Sandip
Sandip

Reputation: 31

accept() returning "0" zero (stdin fd) in c socket prog

I am trying to create server which accepts multiple clients using c socket prog. but manytimes when client connects, sockfd=accept() returns 0 (zero) which is stdin fd.

As far as I know file descriptor returns minimum value which not in use, so it may returning 0 . But when I try to listen on sockfd (which is 0) or send() to sockfd it do nothing and both returns 0.

How can I overcome this?

I am working on RaspberryPi Raspbian (debian).

Upvotes: 3

Views: 4307

Answers (1)

It is behaviour on POSIX that the file descriptor returned from a function is the smallest available file descriptor. If you've closed STDIN_FILENO or stdin, then 0 could be available, and would be the one returned by connect.

Note that there is nothing special about file descriptor 0; that it is used for standard input is just a convention only; and accept(2) manual on Linux explicitly uses the word nonnegative which includes the possibility of it returning 0:

RETURN VALUE

On success, these system calls return a nonnegative integer that is a descriptor for the accepted socket. On error, -1 is returned, and errno is set appropriately.

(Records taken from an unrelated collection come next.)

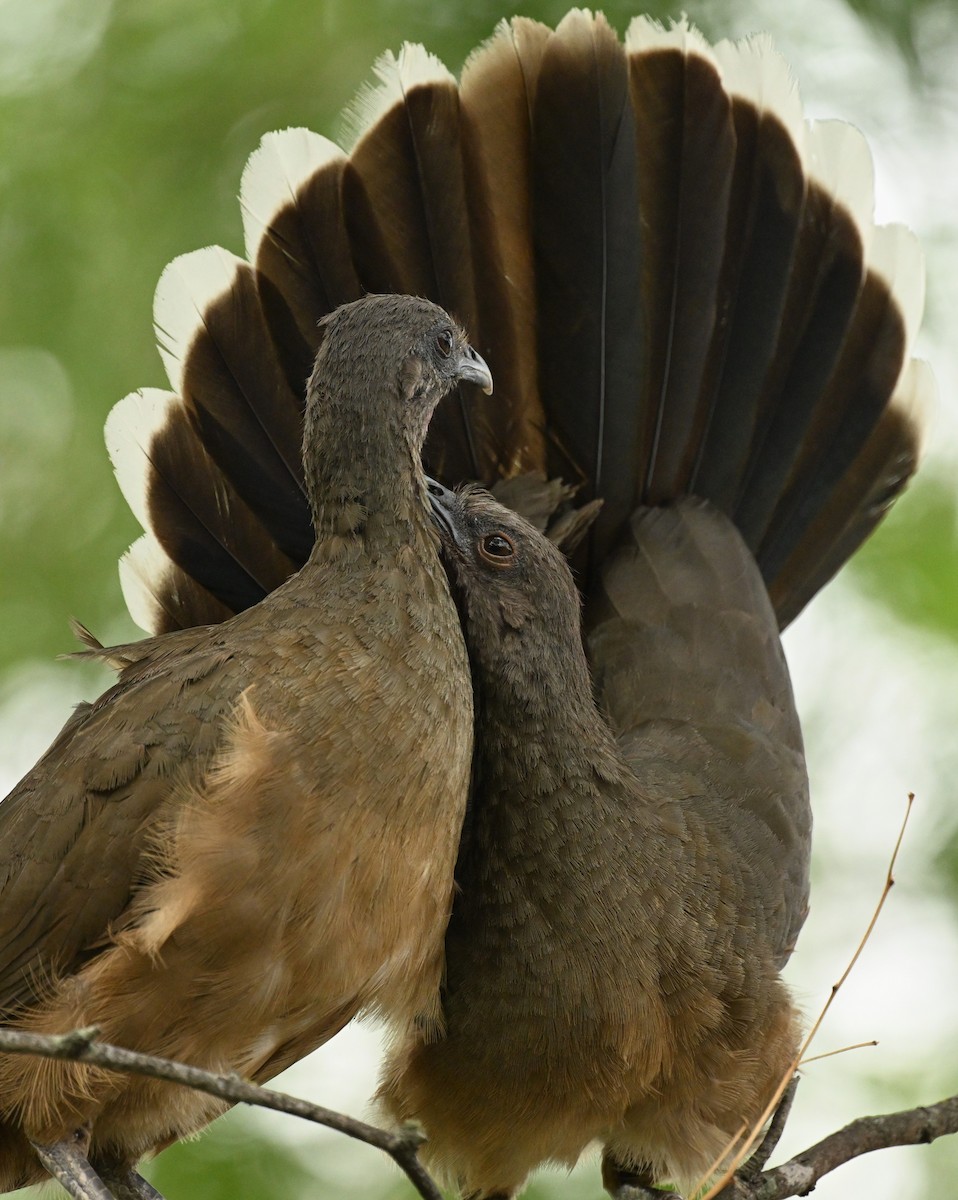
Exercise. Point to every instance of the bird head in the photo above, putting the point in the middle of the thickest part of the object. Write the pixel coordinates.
(388, 348)
(514, 587)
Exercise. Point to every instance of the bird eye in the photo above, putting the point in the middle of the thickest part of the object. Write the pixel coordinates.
(497, 549)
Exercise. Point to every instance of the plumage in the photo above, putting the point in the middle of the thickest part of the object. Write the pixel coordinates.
(251, 775)
(702, 349)
(598, 984)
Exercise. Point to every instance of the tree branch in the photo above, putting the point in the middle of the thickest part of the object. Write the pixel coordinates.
(798, 1176)
(81, 1045)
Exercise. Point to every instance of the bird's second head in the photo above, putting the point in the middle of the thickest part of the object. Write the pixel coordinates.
(518, 599)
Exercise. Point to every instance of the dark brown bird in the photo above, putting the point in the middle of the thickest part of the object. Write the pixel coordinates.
(611, 964)
(680, 286)
(251, 837)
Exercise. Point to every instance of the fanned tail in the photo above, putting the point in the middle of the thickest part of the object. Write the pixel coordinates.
(675, 279)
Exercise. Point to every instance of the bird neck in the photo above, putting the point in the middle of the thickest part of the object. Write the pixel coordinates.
(539, 725)
(364, 478)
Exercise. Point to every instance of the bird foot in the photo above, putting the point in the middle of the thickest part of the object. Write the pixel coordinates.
(632, 1182)
(67, 1163)
(641, 1192)
(126, 1185)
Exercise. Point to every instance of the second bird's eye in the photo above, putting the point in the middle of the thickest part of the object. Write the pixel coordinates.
(497, 549)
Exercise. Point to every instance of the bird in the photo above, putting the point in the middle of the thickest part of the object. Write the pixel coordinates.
(705, 394)
(614, 954)
(251, 837)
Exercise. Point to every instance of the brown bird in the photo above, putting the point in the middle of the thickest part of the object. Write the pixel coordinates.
(251, 837)
(682, 292)
(611, 964)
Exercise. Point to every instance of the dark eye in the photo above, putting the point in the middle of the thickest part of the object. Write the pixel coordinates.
(497, 549)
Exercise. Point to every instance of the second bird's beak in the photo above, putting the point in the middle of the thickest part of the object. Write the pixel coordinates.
(445, 507)
(472, 367)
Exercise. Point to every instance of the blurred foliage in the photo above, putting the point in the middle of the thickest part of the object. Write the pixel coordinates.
(912, 564)
(124, 129)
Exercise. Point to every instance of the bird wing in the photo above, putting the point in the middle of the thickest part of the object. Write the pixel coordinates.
(76, 831)
(689, 669)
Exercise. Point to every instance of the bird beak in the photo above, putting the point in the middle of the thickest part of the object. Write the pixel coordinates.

You can avoid this by not closing STDIN_FILENO, but opening say /dev/null for reading and dup2:n this file descriptor to STDIN_FILENO (error checking omitted for brevity):

int fd = open("/dev/null", O_RDONLY);
dup2(fd, STDIN_FILENO);
close(fd);

(or closing STDIN_FILENO and then immediately afterwards opening /dev/null, but this is a bit obscure):

close(STDIN_FILENO);
open("/dev/null", O_RDONLY);

I am not sure what you mean by listen; a connected TCP socket couldn't be listened. Also, 0 from send would mean that you're explicitly sending 0 bytes; because on error -1 would be returned instead.